Para o TDAH, o artigo sobre síndrome do impostor toca em um ponto frequente: adultos que compensaram a vida inteira e nunca acreditaram no próprio mérito.
O que melhora e o que não
O tratamento bem conduzido costuma melhorar concentração, organização, controle de impulsos e, com isso, desempenho e relações. Não transforma a pessoa em outra. Traços de personalidade, criatividade e jeito de pensar continuam. A meta é reduzir o prejuízo, não apagar a diferença.

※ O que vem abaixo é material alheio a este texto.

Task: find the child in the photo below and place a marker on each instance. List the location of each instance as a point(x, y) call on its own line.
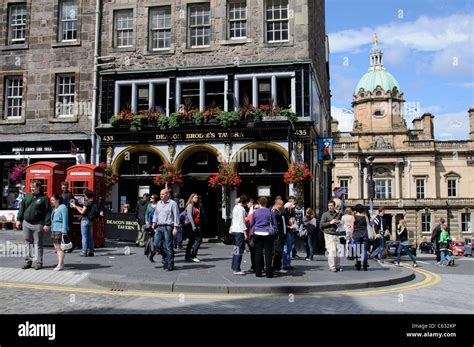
point(444, 243)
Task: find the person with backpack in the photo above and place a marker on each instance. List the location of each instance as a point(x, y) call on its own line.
point(194, 228)
point(444, 243)
point(89, 212)
point(402, 238)
point(140, 216)
point(238, 229)
point(34, 217)
point(59, 227)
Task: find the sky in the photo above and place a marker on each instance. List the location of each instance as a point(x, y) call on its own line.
point(428, 47)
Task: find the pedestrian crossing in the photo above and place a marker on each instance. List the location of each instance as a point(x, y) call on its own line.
point(65, 278)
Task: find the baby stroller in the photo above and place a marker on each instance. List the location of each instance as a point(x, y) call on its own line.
point(448, 254)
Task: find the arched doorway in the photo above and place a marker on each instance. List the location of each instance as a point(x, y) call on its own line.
point(261, 168)
point(197, 164)
point(136, 168)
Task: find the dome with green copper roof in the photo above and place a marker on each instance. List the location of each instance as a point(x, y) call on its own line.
point(377, 75)
point(375, 78)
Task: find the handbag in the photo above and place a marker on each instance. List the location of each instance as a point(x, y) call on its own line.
point(370, 232)
point(65, 242)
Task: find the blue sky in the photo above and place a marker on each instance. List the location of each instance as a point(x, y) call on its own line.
point(428, 46)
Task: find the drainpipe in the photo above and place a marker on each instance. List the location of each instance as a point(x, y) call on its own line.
point(95, 143)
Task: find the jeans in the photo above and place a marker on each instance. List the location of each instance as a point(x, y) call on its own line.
point(194, 242)
point(361, 246)
point(178, 240)
point(164, 241)
point(278, 246)
point(33, 234)
point(87, 239)
point(380, 248)
point(239, 248)
point(263, 243)
point(332, 246)
point(309, 242)
point(407, 251)
point(287, 249)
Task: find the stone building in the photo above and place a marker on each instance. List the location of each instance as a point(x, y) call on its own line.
point(417, 177)
point(179, 57)
point(46, 80)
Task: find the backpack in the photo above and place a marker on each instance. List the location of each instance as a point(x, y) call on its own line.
point(94, 212)
point(183, 218)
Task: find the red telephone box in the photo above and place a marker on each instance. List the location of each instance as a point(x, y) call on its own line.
point(81, 178)
point(48, 173)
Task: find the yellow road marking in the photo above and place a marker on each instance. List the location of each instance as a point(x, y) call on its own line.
point(430, 279)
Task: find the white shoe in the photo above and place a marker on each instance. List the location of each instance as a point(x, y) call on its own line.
point(239, 273)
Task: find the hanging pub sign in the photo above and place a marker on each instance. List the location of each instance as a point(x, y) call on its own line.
point(325, 150)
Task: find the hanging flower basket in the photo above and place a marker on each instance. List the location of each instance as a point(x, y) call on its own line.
point(297, 173)
point(225, 178)
point(168, 175)
point(109, 179)
point(18, 173)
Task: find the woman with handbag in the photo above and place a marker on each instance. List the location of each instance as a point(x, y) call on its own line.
point(402, 238)
point(360, 235)
point(59, 228)
point(263, 238)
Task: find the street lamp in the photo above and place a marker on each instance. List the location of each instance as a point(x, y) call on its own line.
point(370, 181)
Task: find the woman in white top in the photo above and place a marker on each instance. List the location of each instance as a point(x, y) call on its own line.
point(238, 228)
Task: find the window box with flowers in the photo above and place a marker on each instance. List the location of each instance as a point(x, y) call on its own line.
point(297, 174)
point(226, 177)
point(109, 179)
point(168, 175)
point(18, 173)
point(148, 119)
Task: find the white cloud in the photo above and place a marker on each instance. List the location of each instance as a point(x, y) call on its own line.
point(452, 126)
point(461, 84)
point(344, 117)
point(424, 34)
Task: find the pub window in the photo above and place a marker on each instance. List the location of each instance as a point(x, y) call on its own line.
point(160, 98)
point(199, 25)
point(214, 94)
point(344, 183)
point(13, 97)
point(452, 188)
point(65, 95)
point(124, 28)
point(160, 28)
point(420, 188)
point(237, 14)
point(17, 19)
point(284, 92)
point(143, 98)
point(68, 20)
point(125, 102)
point(466, 222)
point(277, 20)
point(426, 222)
point(245, 92)
point(190, 94)
point(383, 189)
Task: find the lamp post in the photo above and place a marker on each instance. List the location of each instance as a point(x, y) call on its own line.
point(370, 181)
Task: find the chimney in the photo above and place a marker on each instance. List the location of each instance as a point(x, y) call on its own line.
point(416, 123)
point(471, 124)
point(428, 130)
point(334, 126)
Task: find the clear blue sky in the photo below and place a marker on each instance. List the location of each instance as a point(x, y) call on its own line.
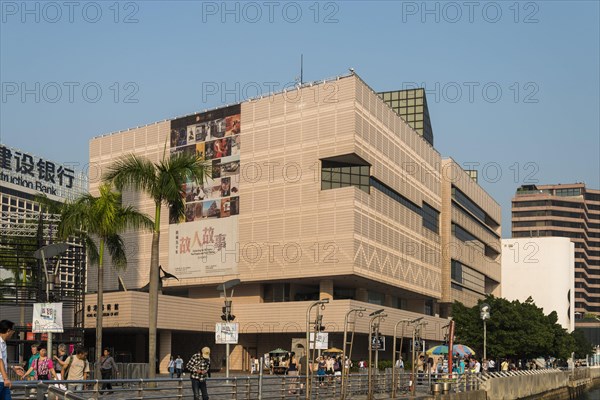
point(543, 56)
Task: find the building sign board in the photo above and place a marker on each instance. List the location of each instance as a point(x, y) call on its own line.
point(47, 317)
point(205, 243)
point(36, 173)
point(226, 332)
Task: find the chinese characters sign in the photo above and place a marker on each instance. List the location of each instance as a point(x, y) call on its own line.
point(33, 172)
point(226, 332)
point(47, 317)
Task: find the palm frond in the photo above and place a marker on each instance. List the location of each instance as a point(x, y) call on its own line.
point(133, 172)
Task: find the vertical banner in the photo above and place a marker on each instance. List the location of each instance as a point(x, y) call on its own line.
point(47, 317)
point(205, 242)
point(226, 332)
point(322, 341)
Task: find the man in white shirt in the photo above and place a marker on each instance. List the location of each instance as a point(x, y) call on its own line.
point(477, 366)
point(6, 331)
point(400, 363)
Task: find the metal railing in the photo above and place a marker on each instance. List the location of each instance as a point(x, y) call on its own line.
point(282, 387)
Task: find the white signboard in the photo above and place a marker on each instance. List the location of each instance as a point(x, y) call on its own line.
point(47, 317)
point(378, 343)
point(204, 248)
point(322, 342)
point(226, 332)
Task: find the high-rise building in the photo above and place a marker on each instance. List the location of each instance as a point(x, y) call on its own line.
point(310, 197)
point(470, 233)
point(567, 210)
point(27, 226)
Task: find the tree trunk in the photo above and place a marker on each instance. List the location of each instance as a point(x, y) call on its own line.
point(153, 296)
point(100, 310)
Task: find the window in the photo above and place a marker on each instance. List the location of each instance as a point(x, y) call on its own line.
point(336, 174)
point(276, 292)
point(467, 277)
point(568, 192)
point(376, 298)
point(430, 218)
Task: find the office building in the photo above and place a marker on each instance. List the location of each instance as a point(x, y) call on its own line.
point(26, 227)
point(526, 260)
point(470, 233)
point(310, 198)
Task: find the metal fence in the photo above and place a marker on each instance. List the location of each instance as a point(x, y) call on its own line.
point(268, 387)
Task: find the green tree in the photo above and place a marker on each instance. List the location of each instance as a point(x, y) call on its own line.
point(102, 218)
point(582, 346)
point(515, 330)
point(164, 182)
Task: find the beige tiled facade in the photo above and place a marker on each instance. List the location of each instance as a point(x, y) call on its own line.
point(299, 241)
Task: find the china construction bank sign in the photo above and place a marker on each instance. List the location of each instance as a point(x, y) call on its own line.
point(38, 174)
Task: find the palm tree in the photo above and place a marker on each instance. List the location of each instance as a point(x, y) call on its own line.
point(164, 182)
point(102, 217)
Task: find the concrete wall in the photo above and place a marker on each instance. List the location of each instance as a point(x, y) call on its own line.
point(543, 268)
point(516, 387)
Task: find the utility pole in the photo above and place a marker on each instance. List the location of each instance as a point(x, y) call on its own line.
point(374, 327)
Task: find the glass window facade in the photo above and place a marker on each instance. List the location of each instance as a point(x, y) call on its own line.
point(337, 175)
point(411, 106)
point(429, 214)
point(431, 218)
point(467, 277)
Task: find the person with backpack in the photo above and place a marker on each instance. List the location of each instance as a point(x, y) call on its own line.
point(42, 367)
point(107, 366)
point(179, 366)
point(171, 367)
point(199, 366)
point(77, 368)
point(7, 329)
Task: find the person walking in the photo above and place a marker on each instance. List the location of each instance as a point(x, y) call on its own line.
point(78, 368)
point(60, 359)
point(293, 370)
point(199, 367)
point(179, 366)
point(171, 367)
point(34, 356)
point(7, 328)
point(42, 367)
point(107, 366)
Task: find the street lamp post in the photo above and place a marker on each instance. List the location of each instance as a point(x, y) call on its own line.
point(345, 371)
point(231, 284)
point(309, 357)
point(484, 310)
point(42, 253)
point(395, 373)
point(375, 315)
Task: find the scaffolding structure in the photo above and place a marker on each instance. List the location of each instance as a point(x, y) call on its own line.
point(22, 278)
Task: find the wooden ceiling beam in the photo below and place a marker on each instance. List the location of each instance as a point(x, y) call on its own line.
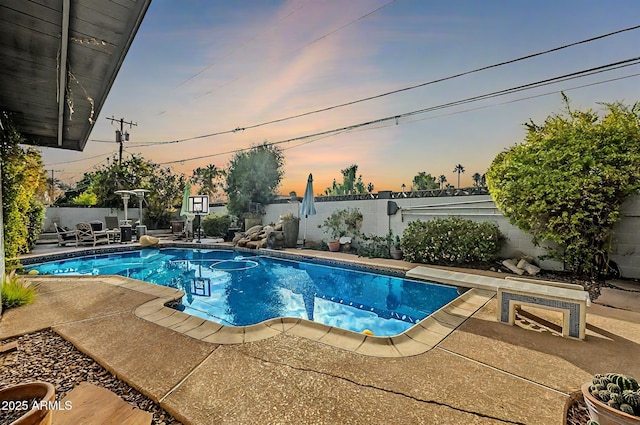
point(62, 68)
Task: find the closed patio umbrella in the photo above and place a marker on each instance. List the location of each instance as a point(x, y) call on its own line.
point(307, 207)
point(184, 211)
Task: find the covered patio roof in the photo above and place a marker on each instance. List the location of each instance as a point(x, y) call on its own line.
point(59, 60)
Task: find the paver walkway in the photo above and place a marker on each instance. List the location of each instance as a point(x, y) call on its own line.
point(483, 373)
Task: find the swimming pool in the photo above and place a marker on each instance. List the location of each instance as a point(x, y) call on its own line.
point(239, 289)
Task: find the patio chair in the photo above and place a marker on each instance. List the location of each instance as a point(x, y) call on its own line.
point(65, 236)
point(87, 235)
point(113, 227)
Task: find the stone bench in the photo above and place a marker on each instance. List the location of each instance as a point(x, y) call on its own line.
point(569, 299)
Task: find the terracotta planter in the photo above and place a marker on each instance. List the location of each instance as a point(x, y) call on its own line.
point(42, 391)
point(334, 246)
point(603, 414)
point(396, 254)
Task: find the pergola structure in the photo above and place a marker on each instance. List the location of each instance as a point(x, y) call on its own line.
point(59, 59)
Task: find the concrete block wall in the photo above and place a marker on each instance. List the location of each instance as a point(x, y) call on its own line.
point(625, 237)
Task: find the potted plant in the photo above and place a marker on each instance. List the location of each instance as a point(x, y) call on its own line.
point(613, 399)
point(28, 404)
point(396, 251)
point(340, 224)
point(291, 228)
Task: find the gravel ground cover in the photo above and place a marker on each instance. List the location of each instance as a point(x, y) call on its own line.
point(46, 356)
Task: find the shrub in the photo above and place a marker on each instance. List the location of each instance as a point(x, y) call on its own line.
point(344, 222)
point(14, 293)
point(567, 181)
point(35, 221)
point(216, 225)
point(451, 241)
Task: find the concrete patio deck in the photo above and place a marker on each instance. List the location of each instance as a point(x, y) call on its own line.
point(483, 372)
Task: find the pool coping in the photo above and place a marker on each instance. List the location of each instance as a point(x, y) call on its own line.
point(418, 339)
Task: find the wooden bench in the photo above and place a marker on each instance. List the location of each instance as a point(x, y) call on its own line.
point(88, 404)
point(572, 303)
point(571, 300)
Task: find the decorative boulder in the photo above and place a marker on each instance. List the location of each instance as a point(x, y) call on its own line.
point(254, 229)
point(147, 241)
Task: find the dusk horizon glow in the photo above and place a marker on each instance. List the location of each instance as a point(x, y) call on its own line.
point(203, 67)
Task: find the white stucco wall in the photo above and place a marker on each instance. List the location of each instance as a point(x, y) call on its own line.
point(625, 239)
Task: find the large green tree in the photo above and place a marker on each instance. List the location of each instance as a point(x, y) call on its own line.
point(23, 187)
point(424, 181)
point(253, 175)
point(566, 182)
point(208, 179)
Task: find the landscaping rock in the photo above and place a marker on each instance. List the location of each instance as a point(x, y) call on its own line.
point(148, 241)
point(253, 230)
point(511, 265)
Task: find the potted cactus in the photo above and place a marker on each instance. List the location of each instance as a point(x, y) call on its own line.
point(613, 399)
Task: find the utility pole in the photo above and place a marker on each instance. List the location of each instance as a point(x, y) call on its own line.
point(52, 188)
point(121, 135)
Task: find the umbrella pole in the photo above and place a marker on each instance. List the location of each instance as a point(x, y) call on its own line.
point(304, 239)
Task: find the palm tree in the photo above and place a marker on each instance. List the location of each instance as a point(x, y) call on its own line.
point(477, 178)
point(459, 169)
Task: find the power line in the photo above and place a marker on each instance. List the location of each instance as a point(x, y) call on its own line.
point(322, 37)
point(565, 77)
point(206, 68)
point(484, 68)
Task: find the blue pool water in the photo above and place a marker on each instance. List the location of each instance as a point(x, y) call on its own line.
point(240, 289)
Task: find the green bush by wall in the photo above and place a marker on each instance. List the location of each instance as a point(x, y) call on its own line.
point(451, 241)
point(216, 225)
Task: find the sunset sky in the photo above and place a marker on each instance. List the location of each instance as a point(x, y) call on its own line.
point(199, 67)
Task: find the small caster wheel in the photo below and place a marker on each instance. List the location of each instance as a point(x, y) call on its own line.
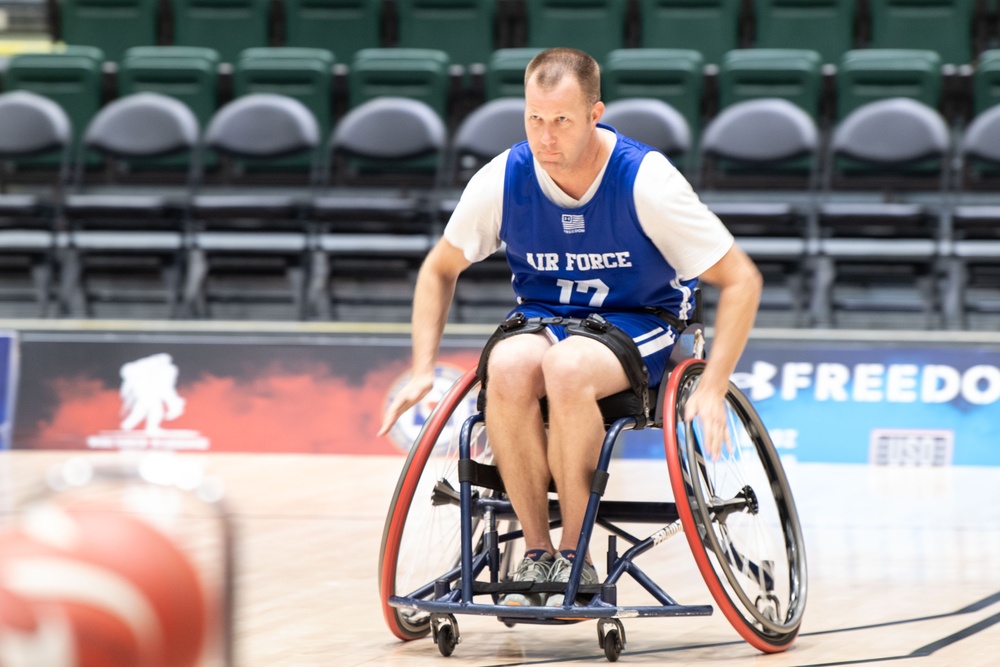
point(446, 640)
point(612, 646)
point(611, 639)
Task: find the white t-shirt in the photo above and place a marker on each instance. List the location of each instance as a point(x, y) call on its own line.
point(691, 237)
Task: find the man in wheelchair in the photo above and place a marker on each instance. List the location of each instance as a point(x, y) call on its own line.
point(601, 229)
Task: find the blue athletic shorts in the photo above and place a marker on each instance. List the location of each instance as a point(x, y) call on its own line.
point(654, 337)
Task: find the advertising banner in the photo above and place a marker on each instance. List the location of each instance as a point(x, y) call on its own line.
point(867, 403)
point(821, 401)
point(221, 393)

Quando procurar um psiquiatra para TDAH
Se a desatenção, a desorganização ou a impulsividade prejudicam sua vida de forma consistente, e isso vem de longe; se você já tratou ansiedade ou depressão e a dificuldade de funcionar não resolveu; se um filho foi diagnosticado e você se reconheceu. A avaliação vai dizer se é TDAH, se é outra coisa, ou se é as duas.
O Dr. Caio Elias (CRM 208494-SP | RQE 143088) é psiquiatra e realiza avaliação e manejo de TDAH no adulto, presencialmente em São José do Rio Preto e online em todo o Brasil. Para agendar uma avaliação, use o formulário do site ou o WhatsApp.
Perguntas frequentes
Adulto pode ser diagnosticado com TDAH?
Sim. A condição começa na infância, mas muitos adultos só recebem o diagnóstico depois dos 30 ou 40 anos.
Psiquiatra ou neurologista para TDAH?
Os dois podem diagnosticar e tratar. O psiquiatra tem foco nas condições que costumam acompanhar o TDAH (ansiedade, depressão, sono), o que é frequente no adulto.
Preciso fazer avaliação neuropsicológica antes da consulta?
Não. O diagnóstico é clínico. A avaliação neuropsicológica pode ser solicitada pelo médico em casos específicos.
O remédio para TDAH vicia?
Usado conforme prescrição, em pessoa com diagnóstico, o risco de dependência é baixo e o acompanhamento monitora isso. O uso sem indicação, para “render mais”, é outra situação e traz riscos.
Dá para tratar TDAH sem remédio?
Em quadros leves, estratégias organizacionais e psicoterapia podem ser suficientes. Em quadros moderados e graves, a medicação costuma ser parte importante do plano.
TDAH tem cura?
É uma condição do neurodesenvolvimento, não uma doença que se cura. Mas tem tratamento eficaz, e muitos adultos passam a funcionar bem com o manejo adequado.
Este conteúdo tem caráter informativo e não substitui avaliação médica individual.